How exactly does the author of this opinion piece envision a state where Jews are safe once the IDF has laid down its arms, the checkpoints are dismantled, and Palestine is free from the river to the sea? No doubt, Israel has much to answer for, especially its whacko right-wing government that keeps undermining the country’s national security. But this opinion piece looks past history and the present to deploy words like genocide in the face of a terrorist attack that brutalized civilians in an action taken from the SS playbook. Unfortunately, civilians die when Hamas directly exposes them to danger by hiding behind the people it was elected to represent. Does the author think that Israel should do nothing with hundreds of innocent people still in Hamas custody, rockets landing around Tel Aviv, and thousands of Hamas on their border ready to rape, torture, and murder civilians? What we have here is another exercise in hyperbolic misdirection where the understandable grief that follows from seeing innocents die subsumes any confrontation with reality. The reality is that the Arab world has very little interest in protecting Jewish lives, and numerous Arab countries have committed to the destruction of them. A “Palestine” free from the river to the sea would be a Palestine free of Jews; that is untenable and the progressives who advance this position have no answer for the disaster that would follow, so they choose not to grapple with it because of the hypocrisy it reveals in their own thinking. Where is the endorsement of a two-state solution in this piece that would recognize the rights of both Israel and Palestine to enjoy their respective sovereignty? Instead, we have here the shameless repetition of a Hamas mantra.Tell me, if the defense of Israel is a genocide, what would the author call the destruction of it– a cause for celebration? At this point– in the wake of the 20th century and the actual genocide at the center of it– what should we call the willful blindness and ignorance that would define such a position? 

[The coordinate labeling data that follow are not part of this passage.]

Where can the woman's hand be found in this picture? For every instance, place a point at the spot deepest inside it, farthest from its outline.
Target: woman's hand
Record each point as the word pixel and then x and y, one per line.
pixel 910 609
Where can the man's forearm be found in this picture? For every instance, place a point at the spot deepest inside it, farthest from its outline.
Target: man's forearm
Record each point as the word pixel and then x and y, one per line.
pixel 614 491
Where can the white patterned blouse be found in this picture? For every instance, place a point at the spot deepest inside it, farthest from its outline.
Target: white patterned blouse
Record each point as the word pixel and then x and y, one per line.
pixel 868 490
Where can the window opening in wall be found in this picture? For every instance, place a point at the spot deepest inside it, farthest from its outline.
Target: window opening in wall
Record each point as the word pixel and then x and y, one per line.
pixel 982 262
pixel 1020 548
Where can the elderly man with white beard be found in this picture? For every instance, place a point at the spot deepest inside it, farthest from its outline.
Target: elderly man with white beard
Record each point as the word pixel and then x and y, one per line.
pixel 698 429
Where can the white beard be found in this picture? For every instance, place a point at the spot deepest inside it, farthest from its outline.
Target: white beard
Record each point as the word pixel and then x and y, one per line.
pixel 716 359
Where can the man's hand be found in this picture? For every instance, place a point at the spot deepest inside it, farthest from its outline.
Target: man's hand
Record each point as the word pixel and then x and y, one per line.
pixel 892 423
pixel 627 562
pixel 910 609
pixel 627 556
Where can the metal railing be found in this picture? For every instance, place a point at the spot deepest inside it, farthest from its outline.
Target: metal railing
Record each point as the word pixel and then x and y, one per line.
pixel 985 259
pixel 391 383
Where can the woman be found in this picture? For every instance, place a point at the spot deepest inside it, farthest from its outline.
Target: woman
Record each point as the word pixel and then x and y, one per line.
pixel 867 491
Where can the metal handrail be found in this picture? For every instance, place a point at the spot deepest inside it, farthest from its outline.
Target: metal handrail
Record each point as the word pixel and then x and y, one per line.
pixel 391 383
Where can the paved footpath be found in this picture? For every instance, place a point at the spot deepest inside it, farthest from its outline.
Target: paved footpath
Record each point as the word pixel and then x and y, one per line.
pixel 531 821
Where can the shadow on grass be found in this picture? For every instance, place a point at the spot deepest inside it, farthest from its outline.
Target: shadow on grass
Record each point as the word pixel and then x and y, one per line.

Reedie who did the reading
Reedie who did the reading
1 month ago

Concerned Reedie doesn’t seem to have done the readings and has shown up to conference unprepared. I suggest they address their concerns by reading up on the Oslo Accords, the moment that the PLO put down their arms, recognized Israel and the 1967 borders, and gave up on the rights of Palestinian refugees to return to their homes in exchange for limited autonomy (not even a state) on 22 percent of the land area of historic Palestine. Read up on how Israel has held up its end of the bargain. Read up on the settlements. Read up on what’s happened to Jerusalem. Read up on Rabin. Read up on Likud and Israeli politics. And then come to conference and we can talk about this two state solution. 

24 days ago

Read as well the 1988 Hamas charter and the 2017 public relations update.

Reedies against Leftist Nazism
Reedies against Leftist Nazism
1 month ago

A literal call to genocide of Jews. In the Reed College Quest. I hope this follows the editors to every job they ever apply for.